Menggunakan Datastream untuk menyerap data ke dalam tabel berpartisi di BigQuery
Tetap teratur dengan koleksi
Simpan dan kategorikan konten berdasarkan preferensi Anda.
Anda mungkin perlu mempartisi tabel BigQuery menjadi segmen yang lebih kecil untuk meningkatkan performa kueri dan mengontrol biaya. Karena Datastream tidak mendukung tabel partisi di BigQuery, Anda harus menambahkan partisi secara manual sebelum memulai streaming. Untuk informasi umum tentang partisi di BigQuery, lihat Pengantar tabel berpartisi.
Membuat partisi tabel di BigQuery
Untuk mempartisi tabel di BigQuery, gunakan salah satu opsi yang dijelaskan di bagian berikut, bergantung pada kasus penggunaan Anda.
Opsi 1: Tabel sudah ada di BigQuery dan disertakan dalam aliran data
Kecualikan tabel dari konfigurasi sumber aliran data Anda. Untuk informasi
selengkapnya tentang cara menyertakan dan mengecualikan objek dari konfigurasi sumber,
lihat Mengonfigurasi database sumber.
Tunggu beberapa menit untuk memastikan bahwa Datastream telah selesai memproses
semua peristiwa untuk tabel.
Buat tabel berpartisi di BigQuery.
Jika Anda ingin mempertahankan data yang sudah ada di tabel BigQuery
asli, beri tabel nama sementara yang berbeda.
Salin data dari tabel asli ke tabel berpartisi baru.
Hapus atau ganti nama tabel asli.
Ubah nama sementara tabel baru menjadi nama tabel asli.
Tambahkan tabel sumber ke konfigurasi aliran data Anda.

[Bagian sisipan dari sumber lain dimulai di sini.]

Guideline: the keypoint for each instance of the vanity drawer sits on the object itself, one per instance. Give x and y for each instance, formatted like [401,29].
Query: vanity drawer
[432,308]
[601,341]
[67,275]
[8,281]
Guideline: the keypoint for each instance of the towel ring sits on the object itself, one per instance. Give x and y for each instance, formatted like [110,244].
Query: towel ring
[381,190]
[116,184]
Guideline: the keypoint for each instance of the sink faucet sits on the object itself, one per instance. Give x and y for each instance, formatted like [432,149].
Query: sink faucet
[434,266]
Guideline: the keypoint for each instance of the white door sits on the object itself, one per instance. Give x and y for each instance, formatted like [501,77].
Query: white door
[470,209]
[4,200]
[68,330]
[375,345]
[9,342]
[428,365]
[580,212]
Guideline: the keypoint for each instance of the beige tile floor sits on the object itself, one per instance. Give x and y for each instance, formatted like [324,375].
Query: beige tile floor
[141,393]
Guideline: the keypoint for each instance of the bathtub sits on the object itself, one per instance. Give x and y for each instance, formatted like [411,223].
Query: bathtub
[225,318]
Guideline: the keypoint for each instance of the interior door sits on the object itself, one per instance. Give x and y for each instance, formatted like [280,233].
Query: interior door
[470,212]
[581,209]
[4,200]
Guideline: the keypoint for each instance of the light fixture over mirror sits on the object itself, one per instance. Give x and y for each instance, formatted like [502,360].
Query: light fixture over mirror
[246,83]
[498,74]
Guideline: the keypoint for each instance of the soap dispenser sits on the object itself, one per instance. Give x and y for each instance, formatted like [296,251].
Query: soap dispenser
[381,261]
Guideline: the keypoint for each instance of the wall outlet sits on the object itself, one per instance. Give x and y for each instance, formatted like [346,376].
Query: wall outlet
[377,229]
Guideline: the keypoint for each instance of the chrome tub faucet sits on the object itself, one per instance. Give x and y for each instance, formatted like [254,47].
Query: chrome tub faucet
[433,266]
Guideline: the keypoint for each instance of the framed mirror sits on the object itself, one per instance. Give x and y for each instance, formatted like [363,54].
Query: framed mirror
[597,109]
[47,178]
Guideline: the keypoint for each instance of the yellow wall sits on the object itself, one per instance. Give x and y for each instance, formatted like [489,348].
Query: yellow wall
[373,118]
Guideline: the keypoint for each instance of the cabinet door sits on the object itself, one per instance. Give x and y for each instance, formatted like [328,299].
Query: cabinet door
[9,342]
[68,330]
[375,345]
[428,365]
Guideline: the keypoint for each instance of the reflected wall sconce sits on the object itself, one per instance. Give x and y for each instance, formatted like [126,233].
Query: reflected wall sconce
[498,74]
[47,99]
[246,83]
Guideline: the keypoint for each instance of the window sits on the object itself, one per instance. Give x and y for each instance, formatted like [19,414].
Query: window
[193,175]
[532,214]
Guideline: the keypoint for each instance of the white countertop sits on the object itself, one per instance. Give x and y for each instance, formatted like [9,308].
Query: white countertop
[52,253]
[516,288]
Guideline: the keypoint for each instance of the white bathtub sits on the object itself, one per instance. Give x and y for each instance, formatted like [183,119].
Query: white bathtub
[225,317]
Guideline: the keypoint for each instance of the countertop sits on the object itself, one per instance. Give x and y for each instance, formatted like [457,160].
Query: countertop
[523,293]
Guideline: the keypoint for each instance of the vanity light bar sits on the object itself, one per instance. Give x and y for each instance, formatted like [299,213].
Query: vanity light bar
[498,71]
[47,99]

Opsi 2: Tabel tidak ada di BigQuery
Buat tabel di BigQuery menggunakan salah satu pendekatan berikut:
Buat tabel BigQuery yang kompatibel dengan Datastream secara manual. Misalnya, jika ingin membuat tabel dan mempartisi data berdasarkan kolom TIMESTAMP, Anda dapat menggunakan kueri yang mirip dengan berikut:
Setelah Anda membuat tabel berpartisi, pastikan nilai max_staleness-nya ditetapkan sesuai dengan persyaratan Anda. Jika Anda tidak menetapkan nilai, nilai default
0 akan ditetapkan. Membiarkan nilai ini di 0 akan memastikan data terbaru, tetapi
akan menimbulkan biaya yang signifikan. Untuk mengetahui informasi tentang cara menemukan nilai optimal
untuk tabel Anda, lihat Menggunakan tabel BigQuery dengan opsi max_staleness.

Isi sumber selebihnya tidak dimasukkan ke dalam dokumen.